The thing about summer produce is that you don't really need to really 'do' anything with it or to it. I'm going to have to start getting creative with the zucchini, though. Seeing Ratatouille over the weekend reminded me what a great dish that is in the summer.

July 1, 2007

Corn Vindication

Reading Michael Pollan's Omnivore's Dilemna, it is hard not to come down on the wrong side of corn. The first third of the book is devoted to the intrinsic ability of corn to be a superplant, both in the way it grows and the many uses that American corporations have derived from it. So, it is not too hard to develop negative feelings towards poor corn, knowing that it is the spawn of such 'evil' (high fructose corn syrup!, mineral-depleted soil!, overusage of pesticides and nitrogen in order to grow it!).
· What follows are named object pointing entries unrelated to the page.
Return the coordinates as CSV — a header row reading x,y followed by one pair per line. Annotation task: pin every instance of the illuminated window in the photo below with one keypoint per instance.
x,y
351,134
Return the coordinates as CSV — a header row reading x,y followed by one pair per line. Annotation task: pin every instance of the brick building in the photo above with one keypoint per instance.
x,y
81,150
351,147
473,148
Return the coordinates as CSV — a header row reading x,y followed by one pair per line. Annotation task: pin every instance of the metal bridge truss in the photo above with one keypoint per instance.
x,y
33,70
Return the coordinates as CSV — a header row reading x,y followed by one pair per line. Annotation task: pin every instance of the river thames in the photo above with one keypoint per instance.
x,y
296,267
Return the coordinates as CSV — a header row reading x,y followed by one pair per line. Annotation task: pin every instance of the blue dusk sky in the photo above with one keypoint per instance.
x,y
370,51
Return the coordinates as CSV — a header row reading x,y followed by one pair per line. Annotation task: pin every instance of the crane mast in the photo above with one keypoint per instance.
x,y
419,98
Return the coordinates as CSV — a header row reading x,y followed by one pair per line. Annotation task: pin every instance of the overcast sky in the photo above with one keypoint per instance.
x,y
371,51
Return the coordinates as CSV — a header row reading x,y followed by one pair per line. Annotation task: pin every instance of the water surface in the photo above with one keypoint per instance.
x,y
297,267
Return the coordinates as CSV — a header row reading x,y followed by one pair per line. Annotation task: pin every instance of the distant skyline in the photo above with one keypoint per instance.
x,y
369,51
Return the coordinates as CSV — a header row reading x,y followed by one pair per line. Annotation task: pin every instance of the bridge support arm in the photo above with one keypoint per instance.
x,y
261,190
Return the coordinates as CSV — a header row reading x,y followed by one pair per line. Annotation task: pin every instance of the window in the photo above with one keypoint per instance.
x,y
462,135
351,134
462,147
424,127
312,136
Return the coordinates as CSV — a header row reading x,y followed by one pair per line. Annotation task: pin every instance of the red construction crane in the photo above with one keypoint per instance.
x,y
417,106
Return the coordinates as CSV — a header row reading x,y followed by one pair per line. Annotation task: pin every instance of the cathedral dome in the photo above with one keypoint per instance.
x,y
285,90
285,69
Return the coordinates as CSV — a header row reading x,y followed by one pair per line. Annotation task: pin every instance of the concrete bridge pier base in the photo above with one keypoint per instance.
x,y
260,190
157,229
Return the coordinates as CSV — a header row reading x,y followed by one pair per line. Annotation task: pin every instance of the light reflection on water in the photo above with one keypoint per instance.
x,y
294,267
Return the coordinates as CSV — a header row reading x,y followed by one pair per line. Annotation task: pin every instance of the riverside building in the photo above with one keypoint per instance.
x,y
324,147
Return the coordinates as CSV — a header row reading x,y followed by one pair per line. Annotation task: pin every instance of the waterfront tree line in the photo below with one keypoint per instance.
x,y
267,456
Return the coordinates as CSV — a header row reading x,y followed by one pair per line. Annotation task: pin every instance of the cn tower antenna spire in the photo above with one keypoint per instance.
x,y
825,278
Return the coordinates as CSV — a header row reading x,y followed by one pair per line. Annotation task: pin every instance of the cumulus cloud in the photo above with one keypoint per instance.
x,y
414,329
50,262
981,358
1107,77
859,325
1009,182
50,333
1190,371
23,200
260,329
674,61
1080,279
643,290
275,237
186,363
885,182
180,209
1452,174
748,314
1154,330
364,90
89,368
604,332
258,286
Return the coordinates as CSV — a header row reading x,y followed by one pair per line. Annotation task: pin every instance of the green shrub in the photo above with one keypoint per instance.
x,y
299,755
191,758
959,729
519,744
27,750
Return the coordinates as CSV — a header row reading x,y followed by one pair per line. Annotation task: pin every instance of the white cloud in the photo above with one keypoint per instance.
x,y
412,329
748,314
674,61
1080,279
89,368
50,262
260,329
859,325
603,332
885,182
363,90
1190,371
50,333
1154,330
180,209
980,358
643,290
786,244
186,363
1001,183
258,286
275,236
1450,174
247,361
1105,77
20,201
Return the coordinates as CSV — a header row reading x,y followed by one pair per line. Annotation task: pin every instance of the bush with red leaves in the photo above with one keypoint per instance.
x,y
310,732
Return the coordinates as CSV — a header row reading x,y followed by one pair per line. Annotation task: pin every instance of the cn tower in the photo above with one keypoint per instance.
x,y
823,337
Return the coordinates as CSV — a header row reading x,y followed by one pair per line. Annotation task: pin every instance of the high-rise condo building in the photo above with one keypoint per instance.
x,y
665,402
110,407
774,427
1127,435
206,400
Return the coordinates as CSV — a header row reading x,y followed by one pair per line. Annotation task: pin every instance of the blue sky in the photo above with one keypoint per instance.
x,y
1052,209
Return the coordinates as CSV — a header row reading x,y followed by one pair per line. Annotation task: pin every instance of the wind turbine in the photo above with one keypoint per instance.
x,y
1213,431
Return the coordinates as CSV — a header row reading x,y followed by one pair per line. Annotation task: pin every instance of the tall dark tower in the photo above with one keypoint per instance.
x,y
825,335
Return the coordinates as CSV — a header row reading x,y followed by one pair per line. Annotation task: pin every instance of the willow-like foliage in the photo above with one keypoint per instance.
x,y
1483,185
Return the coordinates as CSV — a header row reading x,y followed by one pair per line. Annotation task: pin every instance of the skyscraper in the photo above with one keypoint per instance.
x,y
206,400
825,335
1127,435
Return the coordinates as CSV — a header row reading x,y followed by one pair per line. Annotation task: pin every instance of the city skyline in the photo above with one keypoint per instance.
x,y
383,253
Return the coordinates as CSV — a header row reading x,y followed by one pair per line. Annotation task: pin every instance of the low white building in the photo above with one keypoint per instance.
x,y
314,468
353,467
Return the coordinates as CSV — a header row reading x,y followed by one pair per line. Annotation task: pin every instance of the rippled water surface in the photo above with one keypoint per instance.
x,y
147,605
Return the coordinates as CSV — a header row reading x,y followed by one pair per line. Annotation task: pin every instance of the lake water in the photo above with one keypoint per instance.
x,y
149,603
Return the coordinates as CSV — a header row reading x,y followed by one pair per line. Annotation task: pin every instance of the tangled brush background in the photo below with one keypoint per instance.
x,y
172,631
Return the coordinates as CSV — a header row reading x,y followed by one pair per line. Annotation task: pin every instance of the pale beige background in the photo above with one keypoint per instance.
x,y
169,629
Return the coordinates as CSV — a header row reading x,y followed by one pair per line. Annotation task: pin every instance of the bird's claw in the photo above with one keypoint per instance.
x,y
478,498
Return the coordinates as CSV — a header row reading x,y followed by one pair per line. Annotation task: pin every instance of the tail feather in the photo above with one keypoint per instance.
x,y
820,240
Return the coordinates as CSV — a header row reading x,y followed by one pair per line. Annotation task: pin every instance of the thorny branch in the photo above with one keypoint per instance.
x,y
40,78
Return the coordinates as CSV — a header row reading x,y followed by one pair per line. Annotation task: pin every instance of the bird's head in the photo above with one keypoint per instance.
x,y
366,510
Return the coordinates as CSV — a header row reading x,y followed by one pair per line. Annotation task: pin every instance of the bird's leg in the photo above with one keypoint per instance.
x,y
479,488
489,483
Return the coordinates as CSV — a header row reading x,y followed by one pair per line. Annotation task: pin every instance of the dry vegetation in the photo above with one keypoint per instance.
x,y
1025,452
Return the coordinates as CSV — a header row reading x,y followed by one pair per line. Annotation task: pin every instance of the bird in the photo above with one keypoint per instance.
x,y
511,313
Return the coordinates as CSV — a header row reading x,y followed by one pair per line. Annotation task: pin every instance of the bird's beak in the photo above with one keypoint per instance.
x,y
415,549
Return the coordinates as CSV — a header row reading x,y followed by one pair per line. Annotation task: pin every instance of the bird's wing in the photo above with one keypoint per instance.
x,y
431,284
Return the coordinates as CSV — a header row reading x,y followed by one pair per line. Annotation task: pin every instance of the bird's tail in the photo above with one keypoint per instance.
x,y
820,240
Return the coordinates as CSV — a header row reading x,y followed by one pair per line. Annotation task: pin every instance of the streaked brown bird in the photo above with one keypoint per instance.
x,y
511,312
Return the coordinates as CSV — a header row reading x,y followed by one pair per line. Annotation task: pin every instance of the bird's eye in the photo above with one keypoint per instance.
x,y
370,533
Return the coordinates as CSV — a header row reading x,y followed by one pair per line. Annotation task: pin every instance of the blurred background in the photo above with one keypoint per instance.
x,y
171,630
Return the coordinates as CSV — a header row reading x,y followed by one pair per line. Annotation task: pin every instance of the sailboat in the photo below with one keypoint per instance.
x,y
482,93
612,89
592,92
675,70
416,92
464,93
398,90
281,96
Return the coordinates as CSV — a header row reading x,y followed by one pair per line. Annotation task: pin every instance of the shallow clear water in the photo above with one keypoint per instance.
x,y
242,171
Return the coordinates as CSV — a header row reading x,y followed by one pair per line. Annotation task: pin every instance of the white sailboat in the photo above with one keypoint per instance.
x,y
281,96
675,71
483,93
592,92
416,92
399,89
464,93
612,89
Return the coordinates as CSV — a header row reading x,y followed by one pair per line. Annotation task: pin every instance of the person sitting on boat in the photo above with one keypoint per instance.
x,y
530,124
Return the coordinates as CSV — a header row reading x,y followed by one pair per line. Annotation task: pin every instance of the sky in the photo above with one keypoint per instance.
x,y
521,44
And then, I had an ear of corn from Eatwell Farm. Glorious, fabulous, oh so sweet 'butter-sugar corn' (as we called it in upstate NY - is that true of everywhere?) whose kernels were jumping off the cob, they were so fresh. Oh meeee. Oh myyyy. I started stealing my kids' corn, it was so good. It didn't even need salt or butter, but old habits die hard.

Corn, how I love thee. In your natural/organic form, you are better than ever.